I read with interest the recent reporting and views expressed in response to Former Telstra CEO, Sol Trujillo’s claim that Australia is a backward nation of racists. This follows very quickly with the news of his sacking of over 8,000 employees and his “pocketing” of $31m. In response we shout “how dare he?!”
But what is the real truth here?
Sol Trujillo is reporting his experience and was remunerated as per his contract. The Telstra Board set the recruitment brief, the selection criteria, the contract of remuneration and the metrics that the remuneration was tied to. Sol Trujillo did not “pocket” anything that was not determined by others.
In relation to racism, unfortunately I have personally read, heard and seen too much evidence in support of Sol Trujillo’s views. It is often subtle and not concrete, but it still persists. And certainly some of the journalist reporting and quoting of our politicians regarding Sol over the past four years has clearly played on his Mexican heritage.
If we are honest with ourselves, can we really say we have not seen in businesses across Australia, in your local associations, in general banter when socializing, no evidence of racism? And for that matter evidence of prejudice and ignorance about anything outside of the “vanilla” safe mould of the white, male, heterosexual businessman? Are we really happy to allow the countless justification in blogs and articles that you have to see these racial jibes as “real Aussie humour” to prove that you are really “one of us”? Or just dismiss Sol’s views as “sour grapes”.

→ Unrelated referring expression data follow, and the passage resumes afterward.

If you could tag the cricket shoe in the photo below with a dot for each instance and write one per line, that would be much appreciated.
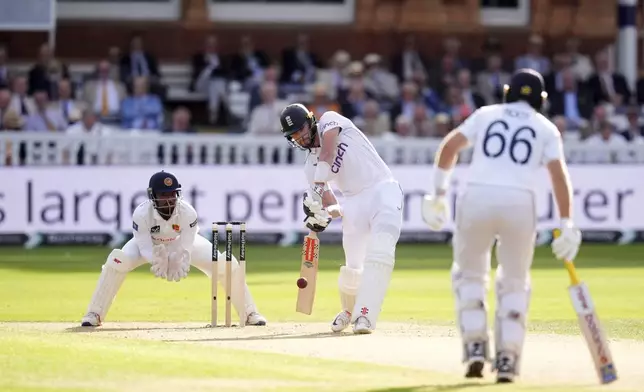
(91, 319)
(256, 319)
(341, 321)
(362, 326)
(475, 356)
(505, 367)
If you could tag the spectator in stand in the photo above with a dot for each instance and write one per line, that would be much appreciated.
(603, 145)
(181, 123)
(633, 132)
(490, 81)
(89, 150)
(46, 73)
(471, 97)
(336, 75)
(69, 108)
(21, 102)
(5, 74)
(248, 64)
(271, 74)
(379, 82)
(104, 94)
(264, 119)
(142, 110)
(606, 85)
(569, 102)
(299, 64)
(534, 57)
(209, 76)
(407, 64)
(137, 62)
(373, 122)
(5, 106)
(45, 118)
(406, 103)
(355, 99)
(321, 101)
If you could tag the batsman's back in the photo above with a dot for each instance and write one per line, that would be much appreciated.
(511, 143)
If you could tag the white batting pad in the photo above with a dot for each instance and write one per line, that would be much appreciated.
(109, 282)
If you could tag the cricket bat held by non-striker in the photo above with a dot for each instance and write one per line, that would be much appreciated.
(309, 271)
(590, 326)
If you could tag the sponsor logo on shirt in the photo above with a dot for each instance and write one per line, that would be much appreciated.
(337, 162)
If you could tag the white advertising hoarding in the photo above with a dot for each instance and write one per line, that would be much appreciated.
(101, 199)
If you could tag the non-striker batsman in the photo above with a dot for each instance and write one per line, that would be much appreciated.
(340, 154)
(511, 142)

Clearly not everyone is racist, sexist or prejudiced and I include myself in that category. But as a nation we have far to go before we can prove our fairness and embracement of equality.
Now I am a Telstra shareholder (fortunately it represents only a small percentage of our overall investments) and I see the need for education of the general public and the “mum & dad” investors that bought into Telstra when it floated under claims of great hopes, about Telstra’s corporate values, overall direction, competitive landscape and responsibilities to each stakeholder group.

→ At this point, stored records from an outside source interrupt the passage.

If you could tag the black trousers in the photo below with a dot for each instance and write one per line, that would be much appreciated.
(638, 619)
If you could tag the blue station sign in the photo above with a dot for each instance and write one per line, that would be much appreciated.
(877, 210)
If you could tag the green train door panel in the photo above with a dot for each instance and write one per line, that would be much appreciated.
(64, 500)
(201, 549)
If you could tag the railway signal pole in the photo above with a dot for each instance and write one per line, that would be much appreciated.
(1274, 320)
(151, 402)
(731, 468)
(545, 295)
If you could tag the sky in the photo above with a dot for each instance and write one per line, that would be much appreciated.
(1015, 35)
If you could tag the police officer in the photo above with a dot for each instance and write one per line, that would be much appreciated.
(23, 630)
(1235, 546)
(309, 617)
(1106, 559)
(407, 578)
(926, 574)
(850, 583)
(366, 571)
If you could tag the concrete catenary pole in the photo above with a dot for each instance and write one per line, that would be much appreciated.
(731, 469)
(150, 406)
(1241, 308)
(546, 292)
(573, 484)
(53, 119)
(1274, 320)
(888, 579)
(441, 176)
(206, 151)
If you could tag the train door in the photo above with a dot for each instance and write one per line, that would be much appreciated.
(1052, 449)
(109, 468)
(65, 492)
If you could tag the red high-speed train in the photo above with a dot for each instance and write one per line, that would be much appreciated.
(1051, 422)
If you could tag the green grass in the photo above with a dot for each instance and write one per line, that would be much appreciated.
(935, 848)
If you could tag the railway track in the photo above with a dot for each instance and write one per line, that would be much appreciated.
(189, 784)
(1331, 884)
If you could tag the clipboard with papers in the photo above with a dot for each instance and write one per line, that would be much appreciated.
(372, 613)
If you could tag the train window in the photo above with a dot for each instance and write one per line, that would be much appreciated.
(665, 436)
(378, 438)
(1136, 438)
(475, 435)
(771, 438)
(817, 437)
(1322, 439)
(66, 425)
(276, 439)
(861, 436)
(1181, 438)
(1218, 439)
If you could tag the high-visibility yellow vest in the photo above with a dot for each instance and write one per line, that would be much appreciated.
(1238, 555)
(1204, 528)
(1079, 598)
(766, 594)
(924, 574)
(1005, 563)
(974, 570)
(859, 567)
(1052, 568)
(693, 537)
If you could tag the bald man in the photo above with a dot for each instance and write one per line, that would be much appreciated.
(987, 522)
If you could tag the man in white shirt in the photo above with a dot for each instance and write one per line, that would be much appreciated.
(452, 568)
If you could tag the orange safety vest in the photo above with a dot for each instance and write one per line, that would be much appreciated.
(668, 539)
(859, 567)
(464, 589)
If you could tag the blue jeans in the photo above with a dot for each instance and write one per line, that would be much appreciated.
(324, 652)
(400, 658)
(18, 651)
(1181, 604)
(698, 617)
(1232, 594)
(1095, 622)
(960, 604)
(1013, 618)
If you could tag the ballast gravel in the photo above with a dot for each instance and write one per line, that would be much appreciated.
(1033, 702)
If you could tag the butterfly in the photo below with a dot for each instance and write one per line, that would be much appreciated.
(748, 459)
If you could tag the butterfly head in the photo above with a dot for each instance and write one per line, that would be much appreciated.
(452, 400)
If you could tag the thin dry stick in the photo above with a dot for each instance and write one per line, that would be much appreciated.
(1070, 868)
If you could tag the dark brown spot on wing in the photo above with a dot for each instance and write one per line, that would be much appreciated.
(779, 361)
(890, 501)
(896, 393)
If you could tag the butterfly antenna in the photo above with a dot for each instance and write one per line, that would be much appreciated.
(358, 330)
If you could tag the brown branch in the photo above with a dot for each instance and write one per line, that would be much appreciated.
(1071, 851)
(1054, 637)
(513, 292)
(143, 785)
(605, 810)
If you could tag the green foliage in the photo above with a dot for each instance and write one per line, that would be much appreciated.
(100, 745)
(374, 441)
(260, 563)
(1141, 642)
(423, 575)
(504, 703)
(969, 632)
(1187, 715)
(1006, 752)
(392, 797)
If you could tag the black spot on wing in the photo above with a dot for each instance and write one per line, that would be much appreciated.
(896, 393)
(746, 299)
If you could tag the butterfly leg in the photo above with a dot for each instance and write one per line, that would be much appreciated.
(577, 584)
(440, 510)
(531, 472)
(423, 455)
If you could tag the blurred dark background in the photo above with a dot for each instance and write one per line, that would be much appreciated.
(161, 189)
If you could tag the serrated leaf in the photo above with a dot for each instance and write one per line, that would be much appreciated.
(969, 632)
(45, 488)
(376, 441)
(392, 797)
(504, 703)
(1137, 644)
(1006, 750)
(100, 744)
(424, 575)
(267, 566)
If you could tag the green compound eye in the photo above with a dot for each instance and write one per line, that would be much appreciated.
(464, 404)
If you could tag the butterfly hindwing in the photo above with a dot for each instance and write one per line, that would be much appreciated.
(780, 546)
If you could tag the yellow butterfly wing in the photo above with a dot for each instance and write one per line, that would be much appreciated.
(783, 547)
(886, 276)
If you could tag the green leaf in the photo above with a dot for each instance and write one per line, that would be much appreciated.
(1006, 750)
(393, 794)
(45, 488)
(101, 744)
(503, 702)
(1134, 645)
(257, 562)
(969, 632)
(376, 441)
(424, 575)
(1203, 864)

If we are unhappy about Sol Trujillo’s remuneration, we should not be directing it to Sol, but rather questioning the Telstra Board. What is the board’s position on executive remuneration? What constitutes fair remuneration and performance earning hurdles? How is this balanced between the employees, customers and shareholder stakes in delivering on and rewarding their investment? We should also be requesting transparency of the current CEO and executive as to their plans for Telstra’s future.
The truth is often simple. The process of rationalizing the truth is where it gets complex.
So I ask in all the media beat-up, as individuals we should search for the truth. And to direct your energies to the right issues.